Sobrecarga horária: Burnout e fadiga põem trabalhadores portugueses em risco

Dado os desenvolvimentos tecnológicos e a maior facilidade com que as sociedades comunicam nos dias de hoje, a tendência para “não ter horário” e não se fazer uma separação devida entre a vida profissional e a vida familiar é cada vez maior.

Num mundo cada vez mais competitivo e onde a redução de quadros e despedimentos ensombram o mercado de trabalho, a sobrecarga horária parece ter-se tornado um fenómeno endémico a toda a classe trabalhadora. Quem nunca recebeu um email do trabalho fora do seu horário laboral? Quando o trabalho aperta, quem nunca teve de levar papelada para casa?

A questão do trabalho suplementar é sobretudo pertinente tendo em conta que, com os desenvolvimentos tecnológicos e a maior facilidade com que as sociedades comunicam nos dias de hoje, a tendência para “não ter horário” e não se fazer uma separação devida entre a vida profissional e a vida familiar é cada vez maior.

“A facilidade com que se pode comunicar agudiza a tentação de o empregador incomodar o trabalhador com assuntos laborais fora do horário de trabalho. A vida profissional e a vida pessoal ou familiar deixam de ser compartimentos estanques e assistimos a perigosas infiltrações entre ambos”, explica ao Jornal Económico Catarina Santos Botelho, professora de Direito Constitucional da Faculdade de Direito da Universidade Católica Portuguesa do Porto.

Mais horas de trabalho, mais rendimento?

De acordo com a Organização para a Cooperação e Desenvolvimento Económico (OCDE), o aumento do número de horas de trabalho não é, no entanto, diretamente proporcional com o aumento dos índices de produtividade. Os portugueses andam mais cansados e dormem menos, o que se vem refletir num ritmo de trabalho mais lento e de menor rendimento.

“Trabalhar horas a mais acaba por se repercutir na saúde física e psíquica dos trabalhadores e por surtir efeitos negativos, tais como risco de burnout, ansiedade, acidentes relacionados com a fadiga, entre outros”, afirma Catarina Botelho.

A Associação Portuguesa da Psicologia de Saúde Ocupacional (APPSO) alerta que, em 2016, foram diagnosticados casos de burnout em 47,6% dos 4 mil trabalhadores portugueses inquiridos. Os dados mostram ainda que cerca de 60% estão em risco de sofrer deste distúrbio e 75% estão perto de ter uma perturbação emocional.

Como os trabalhadores se podem defender 

O Código de Trabalho português estabelece uma lógica binária para o tempo de trabalho e o período de descanso. O artigo 203º dita que o período normal de trabalho “não pode exceder oito horas por dia e quarenta horas por semana”.
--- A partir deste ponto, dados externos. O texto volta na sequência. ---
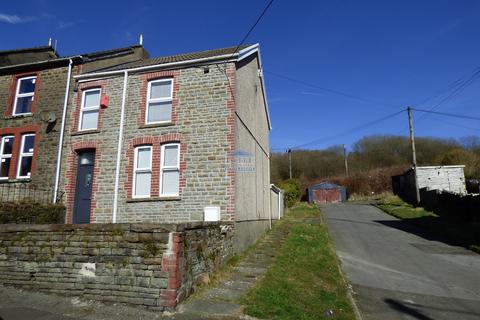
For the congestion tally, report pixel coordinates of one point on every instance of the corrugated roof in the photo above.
(174, 58)
(325, 185)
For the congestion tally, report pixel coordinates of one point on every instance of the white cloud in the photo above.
(8, 18)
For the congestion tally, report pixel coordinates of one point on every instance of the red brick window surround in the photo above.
(71, 178)
(155, 144)
(83, 89)
(159, 99)
(17, 158)
(23, 95)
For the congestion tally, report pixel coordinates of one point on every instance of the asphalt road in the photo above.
(399, 272)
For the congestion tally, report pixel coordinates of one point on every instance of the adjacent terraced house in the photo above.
(33, 84)
(171, 139)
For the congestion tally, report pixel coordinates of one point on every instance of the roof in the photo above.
(442, 167)
(27, 55)
(107, 53)
(51, 58)
(32, 49)
(325, 185)
(176, 58)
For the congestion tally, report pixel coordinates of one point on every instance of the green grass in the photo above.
(448, 228)
(304, 281)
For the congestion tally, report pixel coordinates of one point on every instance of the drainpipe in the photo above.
(62, 129)
(280, 196)
(119, 148)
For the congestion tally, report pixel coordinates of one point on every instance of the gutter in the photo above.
(62, 133)
(38, 63)
(155, 66)
(119, 148)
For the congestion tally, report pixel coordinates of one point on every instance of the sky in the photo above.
(352, 62)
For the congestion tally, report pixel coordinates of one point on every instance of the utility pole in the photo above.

Quando ultrapassados os limites delineados, passa a ser considerado “trabalho suplementar”, que apenas pode ser prestado “quando a empresa tenha de fazer face a acréscimo eventual e transitório de trabalho” ou “em caso de força maior ou quando seja indispensável para prevenir ou reparar prejuízo grave para a empresa ou para a sua viabilidade”. De outra forma, é considerado uma “contraordenação muito grave”. Catarina Botelho sublinha ainda que o trabalho suplementar “é remunerado e não é ilimitado”.
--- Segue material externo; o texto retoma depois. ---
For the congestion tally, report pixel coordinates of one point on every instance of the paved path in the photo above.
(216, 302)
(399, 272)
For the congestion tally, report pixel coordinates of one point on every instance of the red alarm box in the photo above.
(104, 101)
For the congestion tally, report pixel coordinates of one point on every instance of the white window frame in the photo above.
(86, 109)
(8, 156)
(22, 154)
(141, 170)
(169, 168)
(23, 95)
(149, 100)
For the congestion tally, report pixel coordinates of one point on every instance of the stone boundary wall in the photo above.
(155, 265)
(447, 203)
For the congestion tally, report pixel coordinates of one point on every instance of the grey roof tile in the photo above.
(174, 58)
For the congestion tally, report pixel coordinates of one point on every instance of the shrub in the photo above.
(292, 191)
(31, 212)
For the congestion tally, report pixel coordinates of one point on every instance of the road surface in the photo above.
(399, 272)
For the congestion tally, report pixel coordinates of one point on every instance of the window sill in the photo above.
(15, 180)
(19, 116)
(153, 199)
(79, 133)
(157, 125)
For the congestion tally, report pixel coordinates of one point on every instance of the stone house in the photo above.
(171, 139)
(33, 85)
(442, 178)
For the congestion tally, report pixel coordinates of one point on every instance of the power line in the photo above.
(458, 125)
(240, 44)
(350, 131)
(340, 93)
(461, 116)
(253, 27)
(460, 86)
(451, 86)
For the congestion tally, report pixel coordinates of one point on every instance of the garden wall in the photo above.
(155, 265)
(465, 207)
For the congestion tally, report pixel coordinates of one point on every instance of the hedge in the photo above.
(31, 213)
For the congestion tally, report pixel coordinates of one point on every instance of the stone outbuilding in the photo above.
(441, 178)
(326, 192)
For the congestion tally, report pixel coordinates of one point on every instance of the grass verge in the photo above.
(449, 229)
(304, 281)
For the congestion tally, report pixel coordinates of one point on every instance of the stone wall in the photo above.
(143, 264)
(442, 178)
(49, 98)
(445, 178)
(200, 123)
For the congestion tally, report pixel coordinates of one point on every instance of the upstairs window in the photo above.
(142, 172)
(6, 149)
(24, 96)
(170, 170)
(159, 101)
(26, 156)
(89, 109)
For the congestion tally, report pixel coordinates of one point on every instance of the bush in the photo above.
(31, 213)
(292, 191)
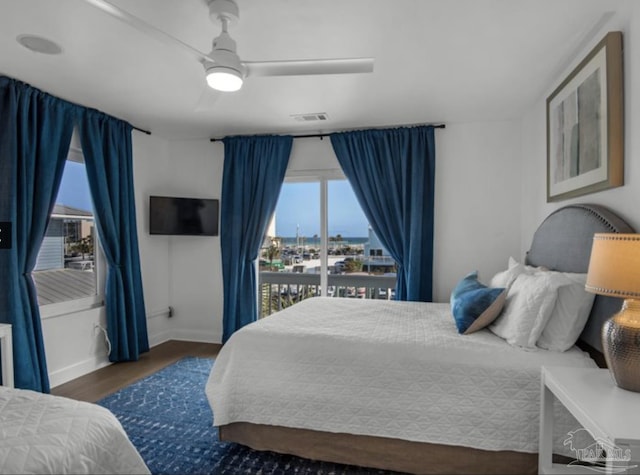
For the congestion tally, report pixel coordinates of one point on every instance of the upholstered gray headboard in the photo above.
(563, 242)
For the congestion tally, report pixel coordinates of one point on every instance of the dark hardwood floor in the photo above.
(98, 384)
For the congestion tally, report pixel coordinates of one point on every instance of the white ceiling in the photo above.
(436, 61)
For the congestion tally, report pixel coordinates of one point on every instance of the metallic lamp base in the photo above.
(621, 345)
Para prevenir casos de abusos por parte das entidades empregadoras, o Governo francês passou a consagrar, na sua legislação, o “direito à desconexação”, com intenção de reforçar a importância do repouso e da conjugação da vida profissional com a vida pessoal.
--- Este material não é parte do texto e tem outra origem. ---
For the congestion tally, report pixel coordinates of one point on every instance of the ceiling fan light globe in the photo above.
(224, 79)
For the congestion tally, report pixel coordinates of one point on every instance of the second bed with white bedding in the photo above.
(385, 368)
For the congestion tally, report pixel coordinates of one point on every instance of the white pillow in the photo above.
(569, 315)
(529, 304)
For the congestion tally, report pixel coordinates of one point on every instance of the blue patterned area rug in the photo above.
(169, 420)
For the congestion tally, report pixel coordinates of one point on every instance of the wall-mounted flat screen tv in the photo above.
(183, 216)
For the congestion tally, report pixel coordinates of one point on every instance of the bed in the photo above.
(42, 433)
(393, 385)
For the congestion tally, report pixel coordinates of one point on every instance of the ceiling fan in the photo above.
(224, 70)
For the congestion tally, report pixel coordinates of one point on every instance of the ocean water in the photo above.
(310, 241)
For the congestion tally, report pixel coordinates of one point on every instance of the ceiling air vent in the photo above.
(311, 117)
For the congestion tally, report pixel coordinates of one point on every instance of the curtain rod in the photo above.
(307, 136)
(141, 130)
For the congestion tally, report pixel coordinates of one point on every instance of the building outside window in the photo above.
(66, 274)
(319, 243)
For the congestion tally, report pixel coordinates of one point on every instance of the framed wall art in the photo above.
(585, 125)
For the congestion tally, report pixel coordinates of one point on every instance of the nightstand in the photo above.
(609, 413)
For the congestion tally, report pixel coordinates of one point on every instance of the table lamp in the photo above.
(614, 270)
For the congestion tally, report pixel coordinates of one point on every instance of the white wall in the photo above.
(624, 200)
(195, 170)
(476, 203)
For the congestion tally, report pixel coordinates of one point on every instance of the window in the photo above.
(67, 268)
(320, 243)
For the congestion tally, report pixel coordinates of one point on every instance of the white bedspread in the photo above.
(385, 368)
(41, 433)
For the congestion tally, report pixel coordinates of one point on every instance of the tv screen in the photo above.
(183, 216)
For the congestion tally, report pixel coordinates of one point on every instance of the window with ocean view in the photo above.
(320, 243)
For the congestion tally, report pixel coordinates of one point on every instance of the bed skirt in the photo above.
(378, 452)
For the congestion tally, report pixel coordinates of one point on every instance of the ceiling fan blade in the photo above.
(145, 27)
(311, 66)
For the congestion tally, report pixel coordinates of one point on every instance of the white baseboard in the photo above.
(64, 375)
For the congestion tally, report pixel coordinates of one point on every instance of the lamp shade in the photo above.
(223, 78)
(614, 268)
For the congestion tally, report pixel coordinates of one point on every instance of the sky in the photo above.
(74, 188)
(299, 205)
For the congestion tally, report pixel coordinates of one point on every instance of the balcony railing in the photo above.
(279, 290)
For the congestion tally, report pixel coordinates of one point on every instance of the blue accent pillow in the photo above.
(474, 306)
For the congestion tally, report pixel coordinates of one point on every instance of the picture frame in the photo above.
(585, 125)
“A intenção do legislador francês é louvável e que poderia ser, com as devidas adaptações, importada para a legislação juslaboral portuguesa”, defende Catarina Botelho. “Em vez de aceitarmos passivamente a ‘info-obesidade’, devemos tentar acomodá-la a imperativos constitucionais e a princípios basilares da existência humana”.